About Western Sydney University
Western Sydney University, formerly the University of Western Sydney, is an Australian multi-campus university in the Greater Western region of Sydney, Australia. The university in its current form was founded in 1989 under the terms of the State Legislature “Western Sydney University Act 1997 No 116″[, which created a federated network university with an amalgamation between the Nepean College of Advanced Education and the Hawkesbury Agricultural College. The Macarthur Institute of Higher Education was incorporated in the university in 1989, and in 2001 the University of Western Sydney was restructured as a single multi-campus university rather than as a federation. In 2015, the university underwent a rebranding which resulted in a change in name from the University of Western Sydney to Western Sydney University. It is a provider of undergraduate, postgraduate and higher research degrees with campuses in Bankstown, Blacktown, Campbelltown, Hawkesbury, Liverpool, Parramatta, and Penrith.

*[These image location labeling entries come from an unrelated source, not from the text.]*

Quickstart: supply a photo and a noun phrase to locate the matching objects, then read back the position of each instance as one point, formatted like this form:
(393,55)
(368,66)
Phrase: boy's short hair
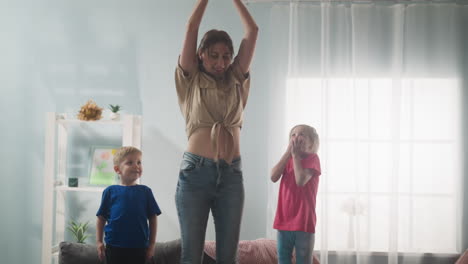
(122,152)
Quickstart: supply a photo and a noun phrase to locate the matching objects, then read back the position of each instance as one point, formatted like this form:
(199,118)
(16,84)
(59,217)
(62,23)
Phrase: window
(391,161)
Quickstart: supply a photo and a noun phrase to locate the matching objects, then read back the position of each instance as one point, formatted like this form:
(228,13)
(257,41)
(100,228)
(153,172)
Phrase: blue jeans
(302,241)
(206,185)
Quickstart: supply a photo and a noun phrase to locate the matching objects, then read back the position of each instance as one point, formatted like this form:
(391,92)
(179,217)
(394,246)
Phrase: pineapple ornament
(114,115)
(90,111)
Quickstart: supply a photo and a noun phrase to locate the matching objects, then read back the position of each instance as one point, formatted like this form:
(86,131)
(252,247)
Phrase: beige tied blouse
(207,102)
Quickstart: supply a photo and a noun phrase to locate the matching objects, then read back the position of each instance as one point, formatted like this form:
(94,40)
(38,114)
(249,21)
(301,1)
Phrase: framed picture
(102,166)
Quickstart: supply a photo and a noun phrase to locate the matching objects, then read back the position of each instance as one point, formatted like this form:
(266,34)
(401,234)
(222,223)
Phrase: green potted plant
(79,230)
(115,115)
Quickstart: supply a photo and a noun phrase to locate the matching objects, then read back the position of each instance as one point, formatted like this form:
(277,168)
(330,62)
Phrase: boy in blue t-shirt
(130,211)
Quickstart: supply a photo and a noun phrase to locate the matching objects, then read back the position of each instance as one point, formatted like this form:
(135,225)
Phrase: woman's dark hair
(212,37)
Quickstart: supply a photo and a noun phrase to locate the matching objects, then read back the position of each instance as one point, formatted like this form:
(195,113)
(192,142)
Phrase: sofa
(259,251)
(77,253)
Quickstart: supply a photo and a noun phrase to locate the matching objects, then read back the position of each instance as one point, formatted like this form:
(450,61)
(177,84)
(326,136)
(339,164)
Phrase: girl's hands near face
(297,146)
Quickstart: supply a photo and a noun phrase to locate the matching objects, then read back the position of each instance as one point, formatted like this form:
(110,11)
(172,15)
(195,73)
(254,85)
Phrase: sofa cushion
(463,259)
(77,253)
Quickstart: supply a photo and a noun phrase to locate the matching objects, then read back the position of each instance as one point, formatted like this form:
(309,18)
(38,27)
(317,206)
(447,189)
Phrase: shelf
(56,168)
(98,122)
(80,189)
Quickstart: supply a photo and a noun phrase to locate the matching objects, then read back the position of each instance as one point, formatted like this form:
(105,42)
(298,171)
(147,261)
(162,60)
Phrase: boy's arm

In 2019 the QS World University Rankings ranks the university 25th in Australia, coming 5th in Sydney. It is currently ranked in the top 300 in the world in the 2019 THE World University Rankings and 19th in Australia.
Foundation and early years
The University consists of an amalgamation of campuses, each with their own unique and individual history. In 1891, the Hawkesbury campus was established as an agricultural college by the NSW Agricultural Society. At Parramatta, Western Sydney University owns and has renovated the Female Orphan School building, the foundation stone of which was laid by Governor Lachlan Macquarie in 1813.
In 1987 the New South Wales Labor government planned to name the university Chifley University, after the former Labor Prime Minister, Ben Chifley. However, in 1989, a new Liberal government reversed this decision and controversially named it the University of Western Sydney.
In 1989, teachers’ colleges and Colleges of Advanced Education in Sydney’s western suburbs were given university status under the University of Western Sydney Act of 1988. The 1990s saw the federation of three education providers: UWS Nepean, UWS Hawkesbury and UWS Macarthur. 1989 was the year the Hawke federal labour government introduced HECS, the Higher Education Contribution Scheme. The University has a legislative basis in NSW state legislation with the passing of the University of Western Sydney Act (NSW) 1997, which also empowers the university to make by-laws affecting the operation of the university. In 2000, in order to reduce administrative expenses and duplication of courses offered by the inner Sydney universities and to eliminate competition between Western Sydney University member institutions, Western Sydney University became one multi-campus university.
The Western Sydney University is made up of six campuses and one precinct, with each campus hosting their own unique array of courses, of which different units can be completed across multiple campuses.